In a 9-3 vote earlier this month, the California Assembly Banking and Finance Committee approved legislation requiring a license for debt collectors and debt buyers, entitled the Debt Collection Licensing Act (SB 908) (DCLA).

The DCLA would prohibit a person from engaging in the business of collecting on a consumer debt in this state without a license and comply with reporting, examination, and other oversight by the California Department of Business Oversight (DBO). If enacted, for the first time since 1992, consumer debt collection agencies and debt buyers in California would be subject to licensing requirements. The DCLA would also require the DBO to respond to consumer complaints and enforce violations.

The DCLA exempts banks and credit unions from the licensure requirement while authorizing DBO to bring enforcement actions against such entities for violating existing fair debt collection laws to which they are already subject.
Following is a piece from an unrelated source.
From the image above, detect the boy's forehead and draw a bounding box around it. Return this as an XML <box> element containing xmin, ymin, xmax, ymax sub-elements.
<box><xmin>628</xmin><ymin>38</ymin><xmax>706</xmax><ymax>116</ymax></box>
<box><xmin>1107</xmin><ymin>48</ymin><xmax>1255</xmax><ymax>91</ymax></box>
The California Creditors Bar Association continues to oppose the DCLA unless it is amended to exempt attorneys from the licensure requirement in the same manner provided to banks, mortgage banks, and real estate brokers.

The DCLA already passed in the California Senate 29-4. The California Assembly Appropriations Committee, and the full Assembly, will review the bill next. The Assembly Appropriations Committee scheduled discussion of DCLA for Tuesday, Aug. 18, and continued the discussion to Thursday, Aug. 20. California Gov. Gavin Newsom has indicated that he would sign the bill if it reaches his desk.

Troutman Pepper will continue to follow this legislation and provide an update on any amendments to the DCLA.